A research project is typically composed of three types of items: Writing, Data, and Analysis scripts (WDA). Most people keep multiple versions of all of these item types, possibily in many locations on their computer. This can render the links between your WDA fragile if not even broken (i.e.; have you ever tried replicating a specific test statistic from a previous research project?). When the links between your WDA are weak (or broken), it is almost impossible to share your data with fellow scientists, or for your future self to be able to understand what the heck you did when you worked on that project in the past.
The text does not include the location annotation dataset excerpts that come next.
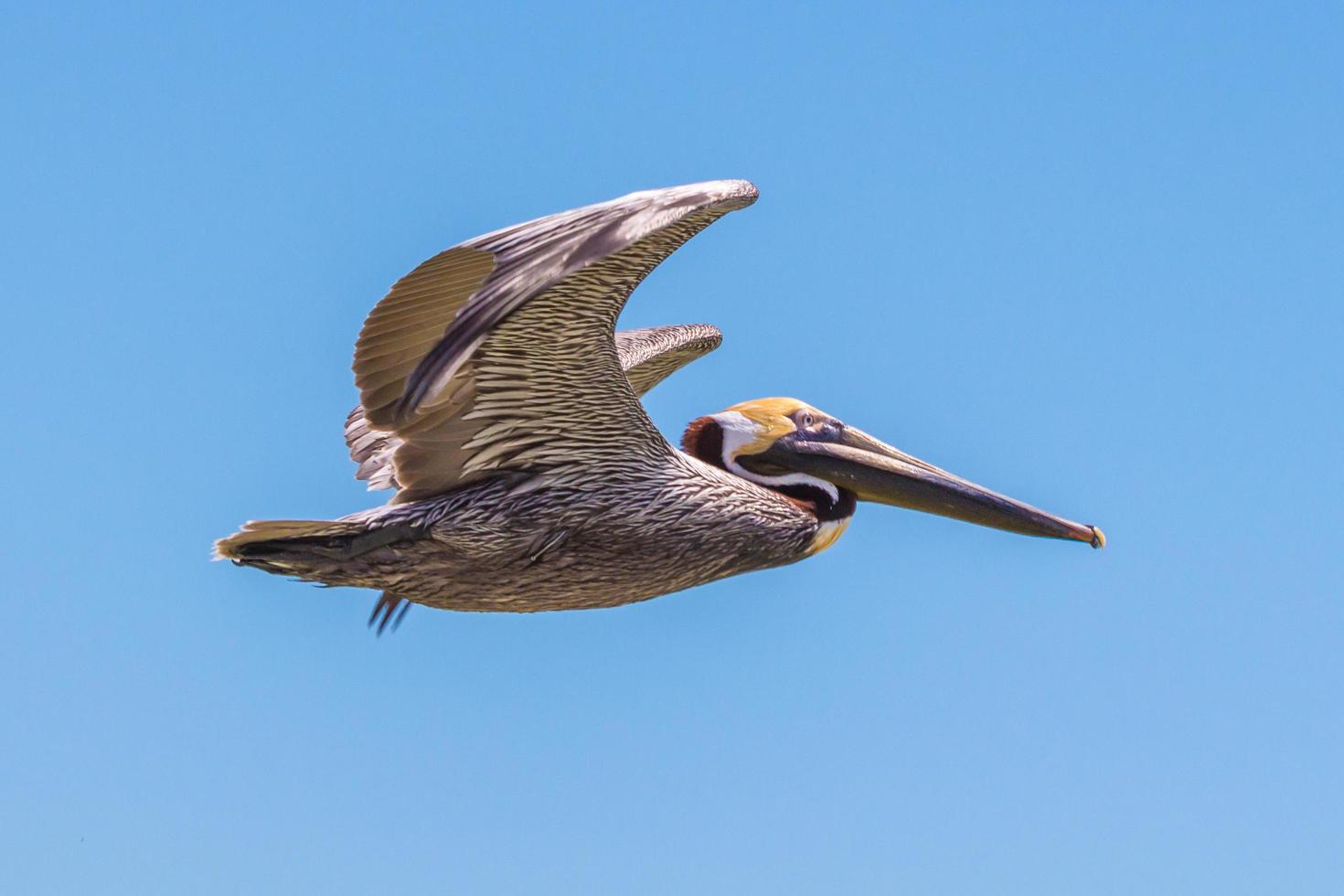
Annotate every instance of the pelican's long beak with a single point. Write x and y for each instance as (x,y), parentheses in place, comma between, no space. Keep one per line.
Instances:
(877,472)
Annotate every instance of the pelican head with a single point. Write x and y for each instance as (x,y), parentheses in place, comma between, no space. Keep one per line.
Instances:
(817,461)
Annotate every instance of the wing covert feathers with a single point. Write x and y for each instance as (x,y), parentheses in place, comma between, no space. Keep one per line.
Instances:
(500,355)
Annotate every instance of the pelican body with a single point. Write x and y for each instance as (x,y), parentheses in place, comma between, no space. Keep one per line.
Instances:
(503,409)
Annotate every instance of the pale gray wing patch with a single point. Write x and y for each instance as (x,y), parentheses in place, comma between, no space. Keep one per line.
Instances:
(648,357)
(499,355)
(651,355)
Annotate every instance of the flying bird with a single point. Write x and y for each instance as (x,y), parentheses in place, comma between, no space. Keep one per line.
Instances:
(502,406)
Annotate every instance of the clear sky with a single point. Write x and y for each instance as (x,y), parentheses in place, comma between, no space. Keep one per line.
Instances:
(1085,255)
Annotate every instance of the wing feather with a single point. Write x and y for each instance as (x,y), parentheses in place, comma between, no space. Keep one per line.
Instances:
(500,354)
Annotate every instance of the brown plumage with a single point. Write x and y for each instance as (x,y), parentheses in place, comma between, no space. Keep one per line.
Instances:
(500,403)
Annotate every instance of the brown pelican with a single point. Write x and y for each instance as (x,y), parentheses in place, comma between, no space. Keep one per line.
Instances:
(500,403)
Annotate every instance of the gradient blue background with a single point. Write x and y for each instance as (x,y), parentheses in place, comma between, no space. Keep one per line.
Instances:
(1087,257)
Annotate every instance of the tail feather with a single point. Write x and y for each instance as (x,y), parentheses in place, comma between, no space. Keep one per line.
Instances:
(258,538)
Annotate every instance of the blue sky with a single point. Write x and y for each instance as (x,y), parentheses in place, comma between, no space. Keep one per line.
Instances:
(1086,255)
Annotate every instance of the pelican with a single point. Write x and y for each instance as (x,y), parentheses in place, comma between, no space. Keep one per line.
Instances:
(503,407)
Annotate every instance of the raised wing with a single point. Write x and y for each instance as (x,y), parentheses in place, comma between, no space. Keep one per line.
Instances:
(500,354)
(648,357)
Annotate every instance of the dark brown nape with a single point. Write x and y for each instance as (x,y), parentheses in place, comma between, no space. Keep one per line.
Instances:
(703,440)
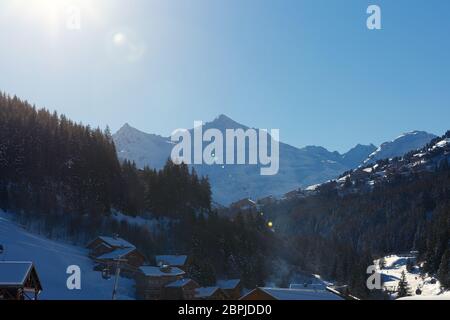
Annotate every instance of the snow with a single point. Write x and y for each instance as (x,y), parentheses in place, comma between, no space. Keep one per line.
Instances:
(313,187)
(296,294)
(116,254)
(228,284)
(51,260)
(13,272)
(172,260)
(392,272)
(116,242)
(179,283)
(156,271)
(443,143)
(205,292)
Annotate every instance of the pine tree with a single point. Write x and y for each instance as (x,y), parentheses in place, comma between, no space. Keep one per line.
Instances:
(444,270)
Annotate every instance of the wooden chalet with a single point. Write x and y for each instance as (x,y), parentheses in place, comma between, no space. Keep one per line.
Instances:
(183,289)
(178,261)
(232,288)
(291,294)
(103,244)
(106,251)
(19,281)
(210,293)
(151,281)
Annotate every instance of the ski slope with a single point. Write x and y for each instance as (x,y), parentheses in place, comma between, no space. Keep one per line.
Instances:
(51,259)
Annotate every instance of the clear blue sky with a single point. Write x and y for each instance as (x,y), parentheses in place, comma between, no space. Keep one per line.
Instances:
(310,68)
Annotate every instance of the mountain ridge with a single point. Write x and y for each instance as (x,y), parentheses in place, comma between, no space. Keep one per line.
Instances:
(299,167)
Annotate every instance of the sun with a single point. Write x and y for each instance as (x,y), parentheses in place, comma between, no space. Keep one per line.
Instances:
(51,14)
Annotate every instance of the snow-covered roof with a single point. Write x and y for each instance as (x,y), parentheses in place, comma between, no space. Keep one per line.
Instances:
(179,283)
(157,272)
(14,273)
(228,284)
(116,254)
(172,260)
(116,242)
(299,294)
(205,292)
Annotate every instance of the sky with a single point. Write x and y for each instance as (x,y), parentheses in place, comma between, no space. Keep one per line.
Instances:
(310,68)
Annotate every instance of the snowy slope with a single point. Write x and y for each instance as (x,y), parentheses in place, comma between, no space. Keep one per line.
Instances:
(298,167)
(406,142)
(52,259)
(392,272)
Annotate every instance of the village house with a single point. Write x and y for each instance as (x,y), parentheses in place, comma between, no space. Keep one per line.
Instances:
(107,251)
(183,289)
(179,261)
(244,205)
(210,293)
(292,294)
(103,244)
(151,281)
(19,281)
(232,288)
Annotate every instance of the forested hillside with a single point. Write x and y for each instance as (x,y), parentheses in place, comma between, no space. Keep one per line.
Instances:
(63,179)
(394,206)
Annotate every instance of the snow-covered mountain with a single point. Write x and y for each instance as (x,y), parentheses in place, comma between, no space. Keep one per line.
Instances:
(401,145)
(298,167)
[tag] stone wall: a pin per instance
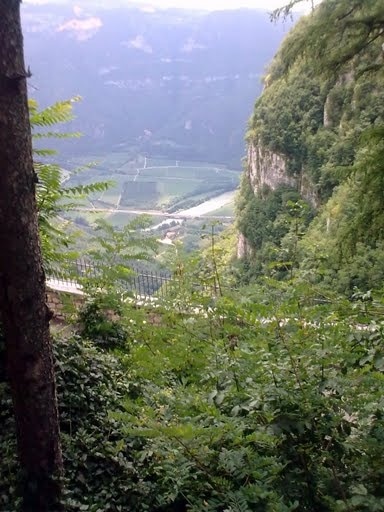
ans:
(63, 304)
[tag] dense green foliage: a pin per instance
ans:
(53, 197)
(322, 112)
(254, 401)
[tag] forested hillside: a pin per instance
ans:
(311, 200)
(251, 389)
(173, 83)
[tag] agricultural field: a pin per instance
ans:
(151, 184)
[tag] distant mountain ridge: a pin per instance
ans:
(170, 83)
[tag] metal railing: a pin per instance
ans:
(143, 282)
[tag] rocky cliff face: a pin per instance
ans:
(266, 169)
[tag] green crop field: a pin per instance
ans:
(160, 185)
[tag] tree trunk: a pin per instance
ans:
(24, 313)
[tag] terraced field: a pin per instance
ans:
(168, 186)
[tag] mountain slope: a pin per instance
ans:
(165, 82)
(315, 148)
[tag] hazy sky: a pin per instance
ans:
(196, 4)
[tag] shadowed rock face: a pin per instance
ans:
(173, 83)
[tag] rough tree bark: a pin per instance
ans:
(24, 313)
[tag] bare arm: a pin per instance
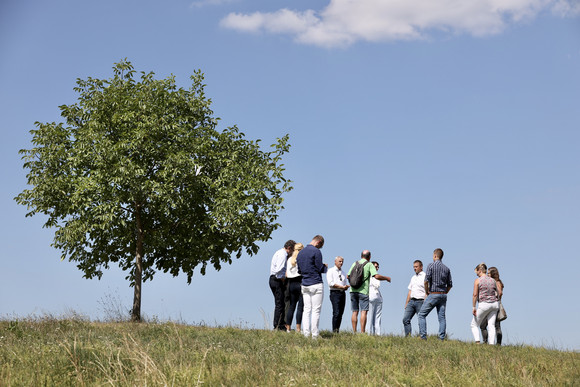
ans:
(408, 298)
(475, 295)
(382, 278)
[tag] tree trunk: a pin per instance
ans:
(136, 311)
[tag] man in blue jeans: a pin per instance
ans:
(437, 284)
(415, 296)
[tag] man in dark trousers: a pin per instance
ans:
(437, 284)
(277, 282)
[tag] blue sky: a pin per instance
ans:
(414, 125)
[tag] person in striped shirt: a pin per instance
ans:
(438, 283)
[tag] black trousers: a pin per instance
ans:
(338, 300)
(278, 289)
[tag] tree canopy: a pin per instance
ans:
(139, 176)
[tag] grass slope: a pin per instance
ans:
(50, 351)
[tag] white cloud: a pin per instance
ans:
(343, 22)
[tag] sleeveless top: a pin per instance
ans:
(487, 289)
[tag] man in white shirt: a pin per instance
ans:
(277, 283)
(338, 285)
(415, 297)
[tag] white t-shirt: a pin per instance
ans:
(417, 286)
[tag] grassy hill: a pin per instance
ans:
(51, 351)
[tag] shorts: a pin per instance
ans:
(359, 301)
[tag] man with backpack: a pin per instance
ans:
(359, 277)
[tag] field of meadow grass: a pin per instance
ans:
(48, 351)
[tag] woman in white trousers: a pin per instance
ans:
(375, 305)
(486, 295)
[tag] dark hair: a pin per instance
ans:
(494, 273)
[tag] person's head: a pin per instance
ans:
(437, 254)
(418, 266)
(481, 269)
(494, 273)
(366, 255)
(317, 241)
(289, 246)
(297, 247)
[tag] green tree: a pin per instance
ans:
(139, 176)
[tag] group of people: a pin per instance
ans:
(296, 283)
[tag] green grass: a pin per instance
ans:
(51, 351)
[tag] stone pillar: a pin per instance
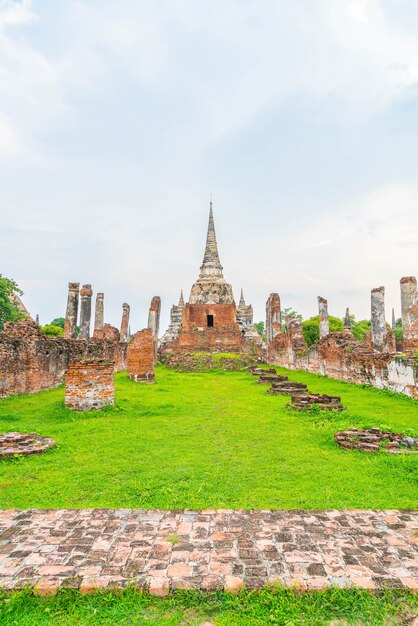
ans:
(154, 321)
(379, 331)
(71, 314)
(347, 320)
(85, 311)
(408, 297)
(99, 312)
(323, 317)
(89, 384)
(141, 357)
(124, 327)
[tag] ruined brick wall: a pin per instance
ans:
(141, 357)
(340, 356)
(30, 361)
(196, 336)
(89, 384)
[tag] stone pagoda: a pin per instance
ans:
(210, 320)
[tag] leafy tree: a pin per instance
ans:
(9, 310)
(52, 331)
(289, 312)
(311, 328)
(58, 321)
(360, 329)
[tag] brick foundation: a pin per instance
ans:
(30, 361)
(89, 384)
(141, 357)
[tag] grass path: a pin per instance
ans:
(208, 440)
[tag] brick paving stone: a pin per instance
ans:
(102, 548)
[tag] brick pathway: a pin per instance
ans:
(207, 549)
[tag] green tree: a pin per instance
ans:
(58, 321)
(9, 310)
(52, 331)
(360, 329)
(311, 328)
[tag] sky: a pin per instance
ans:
(119, 119)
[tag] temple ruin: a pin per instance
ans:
(210, 321)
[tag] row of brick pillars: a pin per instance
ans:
(381, 337)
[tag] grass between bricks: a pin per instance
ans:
(280, 606)
(208, 440)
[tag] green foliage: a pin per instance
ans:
(9, 311)
(360, 329)
(58, 321)
(52, 331)
(311, 328)
(208, 440)
(274, 605)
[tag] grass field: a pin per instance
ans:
(333, 606)
(208, 440)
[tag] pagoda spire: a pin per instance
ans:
(211, 263)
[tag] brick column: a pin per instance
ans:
(71, 313)
(323, 317)
(85, 311)
(99, 312)
(89, 384)
(154, 321)
(124, 327)
(379, 331)
(409, 307)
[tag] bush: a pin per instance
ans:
(310, 328)
(52, 331)
(58, 321)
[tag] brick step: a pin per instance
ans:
(286, 391)
(271, 378)
(303, 402)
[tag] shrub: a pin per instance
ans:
(311, 328)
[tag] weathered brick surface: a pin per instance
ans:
(89, 384)
(30, 361)
(340, 356)
(141, 357)
(225, 549)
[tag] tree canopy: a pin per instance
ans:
(9, 310)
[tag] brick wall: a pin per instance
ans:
(30, 361)
(196, 336)
(89, 384)
(340, 356)
(141, 357)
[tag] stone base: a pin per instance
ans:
(374, 439)
(305, 402)
(19, 443)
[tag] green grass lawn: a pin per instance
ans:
(208, 440)
(281, 607)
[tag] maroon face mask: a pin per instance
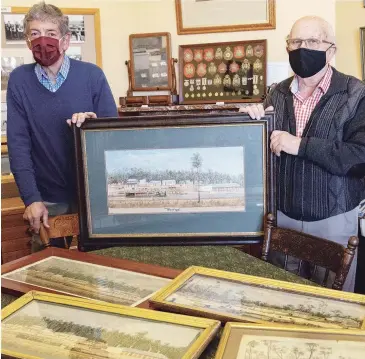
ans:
(46, 50)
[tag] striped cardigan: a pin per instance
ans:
(326, 178)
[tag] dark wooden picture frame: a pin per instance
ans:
(17, 288)
(101, 225)
(223, 72)
(165, 70)
(362, 50)
(183, 29)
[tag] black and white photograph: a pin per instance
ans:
(77, 28)
(8, 64)
(14, 29)
(153, 181)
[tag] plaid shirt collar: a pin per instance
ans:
(323, 85)
(60, 78)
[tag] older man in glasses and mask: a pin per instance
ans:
(43, 99)
(320, 139)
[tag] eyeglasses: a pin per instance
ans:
(312, 44)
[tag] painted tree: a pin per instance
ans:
(196, 163)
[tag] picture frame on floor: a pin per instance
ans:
(40, 325)
(227, 296)
(206, 16)
(240, 341)
(85, 275)
(164, 180)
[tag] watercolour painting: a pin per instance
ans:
(62, 327)
(87, 280)
(258, 300)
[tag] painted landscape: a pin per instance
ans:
(51, 331)
(259, 304)
(185, 180)
(89, 280)
(272, 347)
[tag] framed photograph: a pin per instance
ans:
(163, 180)
(362, 51)
(237, 297)
(247, 341)
(84, 275)
(150, 56)
(205, 16)
(40, 326)
(223, 72)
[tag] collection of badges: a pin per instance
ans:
(223, 71)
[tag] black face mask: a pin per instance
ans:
(306, 63)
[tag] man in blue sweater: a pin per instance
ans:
(43, 99)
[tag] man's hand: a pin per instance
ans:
(256, 112)
(284, 141)
(34, 213)
(79, 118)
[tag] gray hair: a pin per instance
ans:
(47, 12)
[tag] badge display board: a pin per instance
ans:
(223, 72)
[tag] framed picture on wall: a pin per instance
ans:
(206, 16)
(165, 180)
(150, 63)
(223, 72)
(362, 51)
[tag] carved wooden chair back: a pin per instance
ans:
(66, 225)
(308, 249)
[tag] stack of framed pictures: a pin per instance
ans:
(223, 72)
(41, 326)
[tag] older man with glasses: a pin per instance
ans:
(320, 139)
(42, 98)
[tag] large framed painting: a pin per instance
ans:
(166, 180)
(84, 275)
(223, 72)
(41, 326)
(238, 297)
(247, 341)
(205, 16)
(150, 62)
(362, 51)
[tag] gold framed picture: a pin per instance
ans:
(230, 296)
(250, 341)
(41, 326)
(206, 16)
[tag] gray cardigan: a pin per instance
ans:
(327, 176)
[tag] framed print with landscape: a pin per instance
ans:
(85, 275)
(223, 72)
(204, 16)
(248, 341)
(150, 63)
(166, 180)
(362, 51)
(230, 296)
(40, 325)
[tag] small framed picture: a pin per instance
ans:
(247, 341)
(40, 326)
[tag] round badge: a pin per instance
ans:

An R package is one method keep a strong link between your WDA. Storing your writing, data and analysis in an R package allows you to store everything in one file. If you put the file online, then you (or anyone else) can access your WPA from Rtudio with one line of code.
In addition to storing your WDA, R packages allow you can to write vignettes (aka, tutorials) that provide guidelines for others (and your future self!) to understand and use your data accurately.
Before you do anything else, make sure you’ve got the latest versions of R and RStudio installed!
Let’s start by looking at a research R-package in action. I created an R-package called phillips2017cognition that contains the WDaA of a fictional future study.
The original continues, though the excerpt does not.